It’s been a tragic week in the news. The sort that can make a person wonder what the heck is going on in the world. It is likely true that if I watched more international news every week would be full of heartbreak. It get’s me to thinking and posting things like “It’s a tough world our there we need to love each other better.”
It can be easy to fall in to the commonly held belief that the role of a parent is to prepare our children for the real world, the adult life that they will inevitably enter. And that achieving this is done through setting up adult like lives for them, making sure they know how to wake up early, eat the “right” foods and delay all sorts of gratification. I challenge this with a whole different perspective. The one gift I can offer to my children to carry them through each and every transition in their lives is, unconditional love. I can hand it to them everyday, after every angry out burst and in the heartbroken moments of mistakes well made. This is the one and only tool I believe that will lift them through the heart broken world that often lives outside our front door.

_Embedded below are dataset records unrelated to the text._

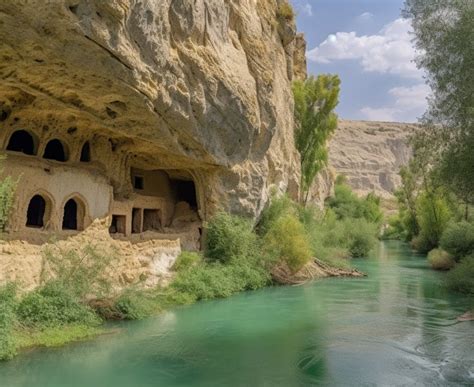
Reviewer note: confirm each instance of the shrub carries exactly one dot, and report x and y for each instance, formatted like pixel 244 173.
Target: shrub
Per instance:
pixel 458 239
pixel 53 305
pixel 8 344
pixel 7 191
pixel 287 241
pixel 361 236
pixel 285 10
pixel 433 215
pixel 440 259
pixel 461 278
pixel 135 304
pixel 229 238
pixel 82 273
pixel 186 260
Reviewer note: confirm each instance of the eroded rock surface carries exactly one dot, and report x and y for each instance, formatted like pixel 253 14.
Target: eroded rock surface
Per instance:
pixel 370 154
pixel 202 86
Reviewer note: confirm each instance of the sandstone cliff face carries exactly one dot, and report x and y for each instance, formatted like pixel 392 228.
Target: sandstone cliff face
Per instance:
pixel 203 86
pixel 370 154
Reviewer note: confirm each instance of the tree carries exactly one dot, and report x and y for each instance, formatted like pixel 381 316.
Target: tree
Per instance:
pixel 315 121
pixel 444 35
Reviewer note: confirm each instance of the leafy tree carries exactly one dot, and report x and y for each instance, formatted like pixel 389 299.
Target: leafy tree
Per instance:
pixel 315 101
pixel 444 32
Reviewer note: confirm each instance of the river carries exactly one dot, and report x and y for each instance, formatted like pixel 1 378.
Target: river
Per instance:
pixel 396 327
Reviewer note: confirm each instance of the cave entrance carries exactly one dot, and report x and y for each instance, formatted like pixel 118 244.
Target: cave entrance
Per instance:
pixel 151 220
pixel 22 141
pixel 55 151
pixel 35 215
pixel 73 215
pixel 118 225
pixel 185 191
pixel 137 215
pixel 86 152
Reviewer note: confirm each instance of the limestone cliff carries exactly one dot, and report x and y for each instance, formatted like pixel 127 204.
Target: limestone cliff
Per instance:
pixel 370 154
pixel 201 85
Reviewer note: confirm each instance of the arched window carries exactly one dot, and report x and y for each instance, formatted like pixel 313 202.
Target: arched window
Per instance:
pixel 35 216
pixel 86 152
pixel 55 151
pixel 22 141
pixel 73 215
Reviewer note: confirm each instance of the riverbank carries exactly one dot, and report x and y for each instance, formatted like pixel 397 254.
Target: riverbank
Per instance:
pixel 400 316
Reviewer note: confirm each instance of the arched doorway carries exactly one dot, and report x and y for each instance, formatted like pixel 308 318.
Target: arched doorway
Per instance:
pixel 22 141
pixel 73 215
pixel 86 152
pixel 35 215
pixel 55 150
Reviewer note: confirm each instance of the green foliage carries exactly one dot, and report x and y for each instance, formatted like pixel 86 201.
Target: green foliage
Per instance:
pixel 217 280
pixel 440 259
pixel 8 301
pixel 285 10
pixel 287 240
pixel 433 215
pixel 186 260
pixel 7 191
pixel 135 304
pixel 54 305
pixel 82 273
pixel 346 204
pixel 458 239
pixel 229 237
pixel 315 121
pixel 461 278
pixel 443 32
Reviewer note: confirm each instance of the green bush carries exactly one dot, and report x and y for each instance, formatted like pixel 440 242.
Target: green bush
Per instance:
pixel 440 259
pixel 287 241
pixel 361 236
pixel 135 304
pixel 433 215
pixel 53 305
pixel 461 278
pixel 216 280
pixel 229 238
pixel 285 10
pixel 8 344
pixel 458 239
pixel 186 260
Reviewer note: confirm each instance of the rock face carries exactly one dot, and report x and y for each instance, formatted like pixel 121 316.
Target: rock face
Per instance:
pixel 201 86
pixel 370 154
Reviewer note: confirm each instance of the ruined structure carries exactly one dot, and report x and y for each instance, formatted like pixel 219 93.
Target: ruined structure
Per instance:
pixel 155 114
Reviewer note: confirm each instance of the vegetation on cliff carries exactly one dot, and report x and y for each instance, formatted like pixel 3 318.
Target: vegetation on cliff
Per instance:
pixel 437 186
pixel 315 121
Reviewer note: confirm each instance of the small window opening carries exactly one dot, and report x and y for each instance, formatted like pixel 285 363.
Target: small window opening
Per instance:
pixel 185 191
pixel 22 141
pixel 70 215
pixel 137 220
pixel 86 153
pixel 36 211
pixel 118 224
pixel 55 151
pixel 138 182
pixel 151 220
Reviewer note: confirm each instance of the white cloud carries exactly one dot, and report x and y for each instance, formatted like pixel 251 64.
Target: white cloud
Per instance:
pixel 366 16
pixel 390 51
pixel 409 104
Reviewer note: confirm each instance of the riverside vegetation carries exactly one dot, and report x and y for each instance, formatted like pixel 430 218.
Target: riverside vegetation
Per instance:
pixel 75 298
pixel 437 192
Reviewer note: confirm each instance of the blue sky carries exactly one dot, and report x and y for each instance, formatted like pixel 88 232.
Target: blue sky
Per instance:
pixel 368 44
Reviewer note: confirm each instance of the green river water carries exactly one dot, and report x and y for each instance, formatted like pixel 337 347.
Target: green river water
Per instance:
pixel 396 327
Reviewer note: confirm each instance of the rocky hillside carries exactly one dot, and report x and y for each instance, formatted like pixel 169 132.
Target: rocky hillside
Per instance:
pixel 202 85
pixel 370 154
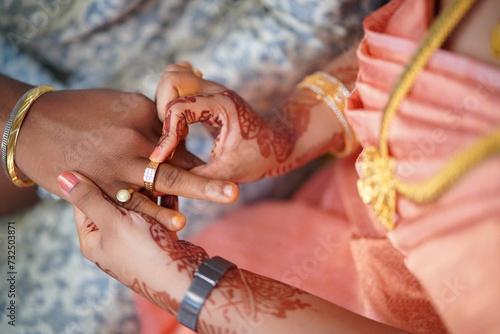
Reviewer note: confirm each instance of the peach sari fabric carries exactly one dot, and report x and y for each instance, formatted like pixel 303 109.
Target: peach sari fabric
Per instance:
pixel 438 271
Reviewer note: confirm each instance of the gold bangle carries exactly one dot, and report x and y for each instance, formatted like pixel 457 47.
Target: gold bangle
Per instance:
pixel 19 113
pixel 334 94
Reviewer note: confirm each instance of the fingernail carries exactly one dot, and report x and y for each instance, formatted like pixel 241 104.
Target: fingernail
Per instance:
pixel 155 153
pixel 228 190
pixel 67 181
pixel 178 222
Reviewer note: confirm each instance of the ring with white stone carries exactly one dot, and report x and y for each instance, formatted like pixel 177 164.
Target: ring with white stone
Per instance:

When my child knows my wide open and loving arms are always here to catch them, they are more willing to boldly take on life. To head out and take chances, make big messy mistakes and when necessary retreat in to the comfort of us, their family, to heal and strengthen in order to stretch out again. This foundation of unconditional love is the place where my child grows a deep sense of self worth, a knowing that they matter and are truly worthy of love.
When a childhood is full of play, love of the unconditional and radical self acceptance inevitably a courageous, confident and kind adult will emerge. This I trust to be truth. So when the world outside our home goes all crazy and unpredictable, I hold tightly this knowing, that the gift of unconditional love I give to my children is the first step in creating a more peaceful world.